Australian computer scientist

Kevin Robert Elz, often referred to in computing circles as Robert Elz, or simply kre, is a computer programmer and a pioneer in connecting Australia to the Internet, and more recently, in connecting Thailand.

==Career==
Some of his achievements include developing a number of important Internet RFC documents, helping connect Australia to the world-wide Internet, developing the internet-based research network within Australia, and operating the .au domain registry from 1986 through to the late 1990s. He also managed the aus.* Usenet hierarchy from its inception in the 1980s until the mid-1990s. In the early 1980s he contributed to the operation of the Australian Computer Science network (ACSnet originally developed by Bob Kummerfeld and Piers Dick-Lauder University of Sydney) and in 1989 with Torben Nielsen of the University of Hawaiʻi he completed the connection work that brought the internet to Australia, which enabled AARNet to develop soon after.

He is an Honorary Fellow at the University of Melbourne, where for some years he worked in the Computer Science department.
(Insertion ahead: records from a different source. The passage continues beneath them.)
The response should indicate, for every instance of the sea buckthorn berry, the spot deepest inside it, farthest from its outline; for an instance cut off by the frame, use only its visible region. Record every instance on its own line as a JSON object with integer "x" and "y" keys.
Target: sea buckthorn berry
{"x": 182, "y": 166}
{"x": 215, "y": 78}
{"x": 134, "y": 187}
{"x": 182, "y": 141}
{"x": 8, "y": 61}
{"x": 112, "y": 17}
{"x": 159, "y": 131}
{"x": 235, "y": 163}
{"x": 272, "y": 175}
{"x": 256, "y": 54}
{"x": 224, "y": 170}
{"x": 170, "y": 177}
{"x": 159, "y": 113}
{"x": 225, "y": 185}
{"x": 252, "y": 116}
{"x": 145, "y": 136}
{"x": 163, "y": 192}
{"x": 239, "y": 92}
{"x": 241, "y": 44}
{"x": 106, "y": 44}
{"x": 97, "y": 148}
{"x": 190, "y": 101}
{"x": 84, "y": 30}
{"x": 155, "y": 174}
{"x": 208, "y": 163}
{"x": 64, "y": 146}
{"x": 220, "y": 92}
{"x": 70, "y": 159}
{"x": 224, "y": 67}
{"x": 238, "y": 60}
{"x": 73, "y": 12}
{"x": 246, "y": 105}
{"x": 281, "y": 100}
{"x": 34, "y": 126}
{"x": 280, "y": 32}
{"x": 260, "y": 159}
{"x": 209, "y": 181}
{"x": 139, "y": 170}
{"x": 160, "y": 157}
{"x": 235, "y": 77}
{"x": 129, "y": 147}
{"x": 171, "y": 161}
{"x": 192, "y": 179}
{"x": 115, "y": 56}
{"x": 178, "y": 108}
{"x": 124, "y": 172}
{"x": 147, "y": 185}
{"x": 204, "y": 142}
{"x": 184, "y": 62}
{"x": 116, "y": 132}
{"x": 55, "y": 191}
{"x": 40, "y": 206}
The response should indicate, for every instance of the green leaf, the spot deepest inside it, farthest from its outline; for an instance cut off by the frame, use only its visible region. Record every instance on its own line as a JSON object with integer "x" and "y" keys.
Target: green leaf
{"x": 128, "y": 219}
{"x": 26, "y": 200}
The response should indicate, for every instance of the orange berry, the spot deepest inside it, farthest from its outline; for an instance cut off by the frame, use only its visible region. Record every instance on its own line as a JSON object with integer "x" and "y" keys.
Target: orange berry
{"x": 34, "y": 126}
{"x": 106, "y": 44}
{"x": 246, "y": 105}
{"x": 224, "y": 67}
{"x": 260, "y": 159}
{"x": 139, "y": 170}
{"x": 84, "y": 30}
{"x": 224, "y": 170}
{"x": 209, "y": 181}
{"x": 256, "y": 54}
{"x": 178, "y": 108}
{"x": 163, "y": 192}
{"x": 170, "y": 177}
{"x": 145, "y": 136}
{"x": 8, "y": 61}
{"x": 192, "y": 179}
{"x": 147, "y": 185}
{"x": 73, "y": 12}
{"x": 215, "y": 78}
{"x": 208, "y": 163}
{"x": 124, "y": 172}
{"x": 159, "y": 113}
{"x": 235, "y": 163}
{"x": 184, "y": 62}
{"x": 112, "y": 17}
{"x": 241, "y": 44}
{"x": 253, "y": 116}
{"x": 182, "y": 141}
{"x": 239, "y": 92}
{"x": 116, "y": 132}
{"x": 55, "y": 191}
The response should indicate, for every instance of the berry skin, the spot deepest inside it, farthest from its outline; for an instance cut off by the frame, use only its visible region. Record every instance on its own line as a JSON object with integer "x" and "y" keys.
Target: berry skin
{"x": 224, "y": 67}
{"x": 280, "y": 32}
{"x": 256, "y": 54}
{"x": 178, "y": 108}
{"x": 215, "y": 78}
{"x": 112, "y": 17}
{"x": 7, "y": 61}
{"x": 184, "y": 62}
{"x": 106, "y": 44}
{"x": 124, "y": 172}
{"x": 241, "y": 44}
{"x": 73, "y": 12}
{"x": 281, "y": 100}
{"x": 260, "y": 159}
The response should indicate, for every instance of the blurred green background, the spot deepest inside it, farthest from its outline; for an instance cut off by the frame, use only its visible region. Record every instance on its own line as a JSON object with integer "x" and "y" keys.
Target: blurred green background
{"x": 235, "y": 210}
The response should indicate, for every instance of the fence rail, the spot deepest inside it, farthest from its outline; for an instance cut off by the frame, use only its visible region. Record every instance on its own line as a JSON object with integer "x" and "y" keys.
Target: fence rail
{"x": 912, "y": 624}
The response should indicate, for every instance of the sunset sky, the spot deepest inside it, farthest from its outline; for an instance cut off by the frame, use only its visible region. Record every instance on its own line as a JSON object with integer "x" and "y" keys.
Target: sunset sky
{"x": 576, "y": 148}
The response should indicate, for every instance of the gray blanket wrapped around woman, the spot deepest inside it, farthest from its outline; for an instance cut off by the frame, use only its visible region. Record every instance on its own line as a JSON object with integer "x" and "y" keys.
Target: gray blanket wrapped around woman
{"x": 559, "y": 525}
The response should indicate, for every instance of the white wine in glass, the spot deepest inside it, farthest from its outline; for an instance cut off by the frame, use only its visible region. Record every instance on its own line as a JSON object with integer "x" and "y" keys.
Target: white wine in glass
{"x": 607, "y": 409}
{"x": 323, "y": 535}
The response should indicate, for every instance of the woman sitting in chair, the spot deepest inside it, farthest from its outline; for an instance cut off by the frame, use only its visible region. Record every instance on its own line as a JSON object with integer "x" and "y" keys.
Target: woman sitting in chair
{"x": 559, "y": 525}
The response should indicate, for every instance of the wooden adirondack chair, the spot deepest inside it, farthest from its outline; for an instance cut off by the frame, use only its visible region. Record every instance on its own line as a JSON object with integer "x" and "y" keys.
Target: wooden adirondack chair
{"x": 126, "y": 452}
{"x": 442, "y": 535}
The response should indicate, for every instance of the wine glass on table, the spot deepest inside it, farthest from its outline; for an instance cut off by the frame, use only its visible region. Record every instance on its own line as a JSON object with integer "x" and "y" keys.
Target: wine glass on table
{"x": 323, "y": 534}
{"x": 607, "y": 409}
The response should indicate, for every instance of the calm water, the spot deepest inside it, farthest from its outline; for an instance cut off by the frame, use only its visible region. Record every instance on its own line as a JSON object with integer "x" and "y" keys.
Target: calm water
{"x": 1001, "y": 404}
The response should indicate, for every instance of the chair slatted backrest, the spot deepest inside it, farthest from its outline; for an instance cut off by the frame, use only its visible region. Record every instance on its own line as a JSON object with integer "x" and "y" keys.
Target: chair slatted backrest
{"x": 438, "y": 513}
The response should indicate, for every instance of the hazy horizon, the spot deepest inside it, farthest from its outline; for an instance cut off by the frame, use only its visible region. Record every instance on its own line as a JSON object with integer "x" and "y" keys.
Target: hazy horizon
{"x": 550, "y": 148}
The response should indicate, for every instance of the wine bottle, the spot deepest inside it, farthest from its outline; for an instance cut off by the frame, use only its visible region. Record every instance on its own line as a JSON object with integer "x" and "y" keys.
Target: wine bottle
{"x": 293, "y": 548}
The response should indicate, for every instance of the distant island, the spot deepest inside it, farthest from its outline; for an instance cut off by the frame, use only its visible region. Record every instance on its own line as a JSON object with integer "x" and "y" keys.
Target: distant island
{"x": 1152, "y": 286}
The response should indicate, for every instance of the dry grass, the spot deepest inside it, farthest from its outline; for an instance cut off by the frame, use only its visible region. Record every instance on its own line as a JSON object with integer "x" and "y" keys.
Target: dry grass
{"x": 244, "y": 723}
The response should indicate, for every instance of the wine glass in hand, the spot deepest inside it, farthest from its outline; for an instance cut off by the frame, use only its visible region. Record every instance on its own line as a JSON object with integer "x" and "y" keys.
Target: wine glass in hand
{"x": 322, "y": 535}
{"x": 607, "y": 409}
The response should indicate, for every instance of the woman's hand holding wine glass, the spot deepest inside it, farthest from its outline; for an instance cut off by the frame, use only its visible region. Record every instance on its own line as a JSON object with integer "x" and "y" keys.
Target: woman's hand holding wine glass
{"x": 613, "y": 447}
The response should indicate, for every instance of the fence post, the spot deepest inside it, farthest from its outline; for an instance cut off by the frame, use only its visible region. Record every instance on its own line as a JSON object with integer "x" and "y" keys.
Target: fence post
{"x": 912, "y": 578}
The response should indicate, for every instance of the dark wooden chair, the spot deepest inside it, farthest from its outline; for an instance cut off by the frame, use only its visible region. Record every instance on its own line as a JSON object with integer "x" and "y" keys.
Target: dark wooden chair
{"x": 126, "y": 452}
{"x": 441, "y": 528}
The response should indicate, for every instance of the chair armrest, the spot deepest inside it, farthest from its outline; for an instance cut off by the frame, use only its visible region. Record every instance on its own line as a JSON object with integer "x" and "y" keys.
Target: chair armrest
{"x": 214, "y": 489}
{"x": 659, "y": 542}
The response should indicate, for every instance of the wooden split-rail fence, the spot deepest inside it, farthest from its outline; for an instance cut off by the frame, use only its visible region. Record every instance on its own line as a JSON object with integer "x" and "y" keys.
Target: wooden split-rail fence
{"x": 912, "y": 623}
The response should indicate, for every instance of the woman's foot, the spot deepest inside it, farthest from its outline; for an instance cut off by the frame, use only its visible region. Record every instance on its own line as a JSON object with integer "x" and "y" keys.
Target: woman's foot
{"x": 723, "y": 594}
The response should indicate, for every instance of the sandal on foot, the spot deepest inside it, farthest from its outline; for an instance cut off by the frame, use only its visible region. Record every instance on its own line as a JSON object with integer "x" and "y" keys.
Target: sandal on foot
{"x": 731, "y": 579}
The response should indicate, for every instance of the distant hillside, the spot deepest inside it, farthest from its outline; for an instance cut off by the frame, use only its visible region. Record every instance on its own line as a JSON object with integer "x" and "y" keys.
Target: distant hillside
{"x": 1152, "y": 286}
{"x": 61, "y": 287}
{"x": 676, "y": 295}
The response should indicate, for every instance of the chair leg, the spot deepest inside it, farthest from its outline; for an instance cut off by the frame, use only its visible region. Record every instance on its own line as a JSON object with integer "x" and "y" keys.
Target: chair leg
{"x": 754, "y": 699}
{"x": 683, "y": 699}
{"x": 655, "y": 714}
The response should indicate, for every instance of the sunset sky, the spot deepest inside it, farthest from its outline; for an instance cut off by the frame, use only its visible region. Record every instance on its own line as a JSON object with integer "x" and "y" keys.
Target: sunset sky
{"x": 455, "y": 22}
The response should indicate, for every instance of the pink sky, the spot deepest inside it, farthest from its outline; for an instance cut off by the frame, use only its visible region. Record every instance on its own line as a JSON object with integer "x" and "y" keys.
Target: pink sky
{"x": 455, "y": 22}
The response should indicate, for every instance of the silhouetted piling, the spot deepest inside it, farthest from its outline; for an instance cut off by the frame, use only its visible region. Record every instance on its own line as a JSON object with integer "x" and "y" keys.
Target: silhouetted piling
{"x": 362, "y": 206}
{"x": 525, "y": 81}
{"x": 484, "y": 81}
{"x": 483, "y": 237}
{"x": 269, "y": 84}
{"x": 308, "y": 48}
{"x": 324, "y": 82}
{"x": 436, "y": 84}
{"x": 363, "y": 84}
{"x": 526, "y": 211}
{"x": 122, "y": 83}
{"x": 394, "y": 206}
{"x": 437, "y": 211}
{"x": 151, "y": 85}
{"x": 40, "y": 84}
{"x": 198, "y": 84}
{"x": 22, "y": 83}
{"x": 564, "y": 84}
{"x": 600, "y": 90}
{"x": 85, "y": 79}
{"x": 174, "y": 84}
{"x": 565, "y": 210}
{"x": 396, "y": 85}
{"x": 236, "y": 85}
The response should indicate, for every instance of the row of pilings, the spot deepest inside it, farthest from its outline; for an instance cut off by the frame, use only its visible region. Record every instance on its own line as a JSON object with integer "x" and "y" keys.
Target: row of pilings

Elz has been a NetBSD developer since 2016.

An ardent cricket fan, Elz is also credited for pioneering online text commentary for cricket matches.

Having previously lived and worked in Melbourne for many years, he currently lives in Hat Yai, Songkhla, Thailand, where he is an honorary lecturer in the Computer Engineering Department of the Prince of Songkla University.

==Operation of .com.au==
As the architect of the early domain-name eligibility criteria for ".com.au", Elz was largely responsible for Australia's not experiencing a domain name gold rush in the mid-1990s. The eligibility policy required a direct connection between a company's official name and its domain name, in contrast to the strictly first-come-first-served policy of the .com registry.

Elz was, however, criticised during his tenure, as domain name applications often took many months to be examined, despite the commercialisation of the Internet and customer demands for quick turnaround times. In 1990, Elz delegated responsibility for the ".gov.au" and ".edu.au" domains to Geoff Huston at the Australian National University. Elz handed the operation of ".com.au" to Melbourne IT in 1996. Responsibility for other domains was transferred to auDA in 2001.